Он то отставал, то шел в трех шагах от женщины, теперь особенно отчетливо различая заколки в чисто-седой белизне волос, тонкие синеватые жилки на висках, и угадывал необъяснимо родное, слабое в ее худенькой спине, в шее, в плечах, в ее маленьких ушах, видимых из-под собранных на затылке волос. И казалось, даже вдыхал знакомый запах ее платья.
Тогда, в мартовский вечер, мать вошла к нему в комнату, накуренную, холодноватую. Он сидел за столом, свет настольной лампы падал на развернутые конспекты, на пепельницу, полную окурков, по она ничего не сказала и мягко, неслышно опустилась на стул возле окна, застыла там в тени, долго смотрела на него, руки на коленях, голова чуть наклонена, и ему стало как-то неспокойно.
Окна были незанавешены, чернели огромными провалами, а среди сплошной черноты неба слабо белел неподвижный силуэт ее головы, и потому, что она молчала, ему вдруг представилось, что мать бестелесно растворяется в этой тьме, невозвратимо уходит куда-то за черные стекла.
— Мама! — позвал он и вскочил, зажег свет, шагнул к ней с охватившим его предчувствием опасности, оттого что мать так долго, беспомощно молчала, и тут увидел: в глазах ее, не проливаясь, блестели слезы. — Мама, ты что? — повторял он. — Ну что с тобой?
— Тебе никогда, сын, не бывает страшно… одному в комнате? — спросила она, и ему стало жутко оттого, что мать спросила это.
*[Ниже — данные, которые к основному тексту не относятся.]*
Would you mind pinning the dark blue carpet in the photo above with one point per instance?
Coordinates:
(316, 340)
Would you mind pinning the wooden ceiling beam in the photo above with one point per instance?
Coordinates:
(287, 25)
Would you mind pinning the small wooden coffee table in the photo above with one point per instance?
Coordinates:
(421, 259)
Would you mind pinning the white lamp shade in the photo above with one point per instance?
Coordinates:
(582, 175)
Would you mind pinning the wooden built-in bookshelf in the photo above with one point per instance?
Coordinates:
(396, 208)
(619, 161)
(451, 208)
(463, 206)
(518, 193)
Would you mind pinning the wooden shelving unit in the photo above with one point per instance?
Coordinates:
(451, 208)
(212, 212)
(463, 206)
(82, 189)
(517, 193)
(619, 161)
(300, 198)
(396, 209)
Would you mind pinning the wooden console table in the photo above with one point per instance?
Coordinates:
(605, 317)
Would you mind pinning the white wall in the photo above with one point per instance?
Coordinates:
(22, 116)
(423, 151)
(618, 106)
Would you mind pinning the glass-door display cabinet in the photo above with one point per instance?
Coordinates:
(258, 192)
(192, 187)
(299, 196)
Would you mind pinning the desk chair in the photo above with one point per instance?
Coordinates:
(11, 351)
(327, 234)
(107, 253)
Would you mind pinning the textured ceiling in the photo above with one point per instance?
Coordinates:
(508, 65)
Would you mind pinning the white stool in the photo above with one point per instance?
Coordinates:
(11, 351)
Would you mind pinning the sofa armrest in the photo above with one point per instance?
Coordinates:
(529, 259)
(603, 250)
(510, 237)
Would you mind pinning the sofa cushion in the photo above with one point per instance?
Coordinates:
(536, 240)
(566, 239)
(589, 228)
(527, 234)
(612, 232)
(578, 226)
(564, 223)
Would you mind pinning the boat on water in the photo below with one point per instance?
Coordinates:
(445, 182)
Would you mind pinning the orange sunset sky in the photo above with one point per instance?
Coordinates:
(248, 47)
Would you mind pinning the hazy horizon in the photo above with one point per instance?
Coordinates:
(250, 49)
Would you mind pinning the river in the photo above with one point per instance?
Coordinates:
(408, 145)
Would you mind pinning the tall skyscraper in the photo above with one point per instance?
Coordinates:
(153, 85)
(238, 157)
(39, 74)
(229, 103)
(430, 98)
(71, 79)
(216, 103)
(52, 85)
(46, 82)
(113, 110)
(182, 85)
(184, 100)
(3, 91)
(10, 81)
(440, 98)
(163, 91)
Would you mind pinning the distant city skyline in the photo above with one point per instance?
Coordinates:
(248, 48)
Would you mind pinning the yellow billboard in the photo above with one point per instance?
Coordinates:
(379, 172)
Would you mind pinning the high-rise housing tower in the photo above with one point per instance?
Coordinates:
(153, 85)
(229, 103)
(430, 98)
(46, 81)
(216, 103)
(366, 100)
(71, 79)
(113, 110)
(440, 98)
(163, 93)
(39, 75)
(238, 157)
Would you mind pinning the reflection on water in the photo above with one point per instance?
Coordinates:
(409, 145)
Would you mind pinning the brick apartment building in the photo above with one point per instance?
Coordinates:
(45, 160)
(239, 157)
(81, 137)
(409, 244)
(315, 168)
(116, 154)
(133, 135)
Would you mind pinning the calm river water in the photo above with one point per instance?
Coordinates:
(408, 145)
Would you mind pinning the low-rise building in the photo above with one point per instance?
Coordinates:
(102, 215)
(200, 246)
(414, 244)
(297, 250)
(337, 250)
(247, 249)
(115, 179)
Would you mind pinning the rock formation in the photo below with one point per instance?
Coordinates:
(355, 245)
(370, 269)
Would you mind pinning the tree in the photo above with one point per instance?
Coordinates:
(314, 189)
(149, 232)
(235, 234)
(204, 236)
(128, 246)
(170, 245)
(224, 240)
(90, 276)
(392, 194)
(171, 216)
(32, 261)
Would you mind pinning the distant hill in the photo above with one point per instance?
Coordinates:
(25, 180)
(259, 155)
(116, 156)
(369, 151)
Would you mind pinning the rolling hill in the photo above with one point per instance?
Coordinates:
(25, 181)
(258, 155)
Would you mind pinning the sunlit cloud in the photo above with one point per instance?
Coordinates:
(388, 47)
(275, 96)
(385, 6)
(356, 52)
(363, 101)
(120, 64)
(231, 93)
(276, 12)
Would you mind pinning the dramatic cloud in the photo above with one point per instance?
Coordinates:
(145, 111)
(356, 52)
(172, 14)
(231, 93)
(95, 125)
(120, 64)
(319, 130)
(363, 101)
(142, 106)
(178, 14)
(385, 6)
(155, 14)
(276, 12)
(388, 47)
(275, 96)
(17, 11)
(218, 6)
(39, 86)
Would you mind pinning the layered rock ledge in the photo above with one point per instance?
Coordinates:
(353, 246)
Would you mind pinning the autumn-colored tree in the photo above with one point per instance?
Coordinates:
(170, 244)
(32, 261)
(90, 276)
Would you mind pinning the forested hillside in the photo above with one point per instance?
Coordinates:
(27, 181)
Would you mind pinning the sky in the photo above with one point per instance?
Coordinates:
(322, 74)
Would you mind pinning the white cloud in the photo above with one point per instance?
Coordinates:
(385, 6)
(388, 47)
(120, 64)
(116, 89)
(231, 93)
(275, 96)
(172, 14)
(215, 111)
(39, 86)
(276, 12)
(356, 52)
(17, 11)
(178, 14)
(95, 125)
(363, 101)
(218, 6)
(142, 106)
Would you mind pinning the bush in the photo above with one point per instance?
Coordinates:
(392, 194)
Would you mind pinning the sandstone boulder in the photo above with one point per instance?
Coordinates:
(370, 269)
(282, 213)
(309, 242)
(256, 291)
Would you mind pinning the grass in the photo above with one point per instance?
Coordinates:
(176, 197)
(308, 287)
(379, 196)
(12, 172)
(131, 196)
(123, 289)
— Не понимаю, мама, о чем ты?
— Страшно быть совсем одному, правда?
— Я не думал об этом…
— Да, конечно, конечно.
И мать встала и внезапно исступленно и сильно прижала его голову к груди, так сильно, что пуговица на ее кофточке больно врезалась ему в щеку. А он, обняв ее, опасаясь пошевелиться, снова увидел черный провал окна и почему-то редкие капли вечернего тумана, косо ползущие по стеклу, и услышал ее вздрагивающий голос сквозь подавляемые рыдания:
— Ты у меня один…
— Нас сейчас двое, мама… — прошептал он с грубоватой мужественностью.
— Ты мягок, сын… Ты не можешь ничего скрыть в себе.
Она отпустила его голову и испытующе, будто хотела разгадать нечто неясное ей, вглядывалась в его лицо, ладонями сжимая его виски. И ему почудилось — от нее запахло вином. Но в эту минуту мать пыталась улыбаться, а слезы блестели в ее напряженных и васильково-синих сейчас глазах, и она договорила странно:
— Скажи, ты снисходителен к людям? Ты им прощаешь?
— Мама, зачем ты говоришь так? — сказал он, понимая, что не имеет права раздражаться на нее, и сдержанно добавил: — Я не люблю давать себя в обиду… У меня достаточно крепкие кулаки. Я не божий одуванчик, мама.
— Кулаки? — слабым криком отозвалась мать. — Никита… Мальчик ты мой!
И опустилась на стул, покачивая из стороны в сторону головой.
А он с тревожной ясностью вспомнил о периодических приступах ее болезни в последнее время и о том, что она уже неделю проходила обследования у врачей, его испугал этот ставший фальшивым ее голос.
— Мама, что они сказали?
— Прости меня, пожалуйста, — повторила мать тем же измененным голосом и, непонятно зачем торопясь, пошла к двери в свою комнату, а когда закрывала дверь и оглянулась, на лице ее мелькнуло выражение обнаженного страха.
— Прости меня, — разбитым голосом повторила она в третий раз, за уже прикрытой дверью, и там скрипнули пружины дивана: она, видимо, легла. — Я отдохну немного. Не входи, пожалуйста, я разденусь.
Никита стоял перед дверью, прислушиваясь, и в бессилии ожидал возможного приступа болей, с которыми мать теперь так часто боролась, и представлял, как она лежит там, в соседней комнате, на диване, в окружении книжных стеллажей, возвышающихся над широким письменным столом, на уголке которого белели мелко исписанные листки, — здесь вечерами она всегда писала конспекты к своим лекциям.
— Мама, — твердо сказал Никита, — почему ты все время уходишь от разговора? Ты ни в чем не виновата ни передо мной, ни перед кем! Что тебе сказали?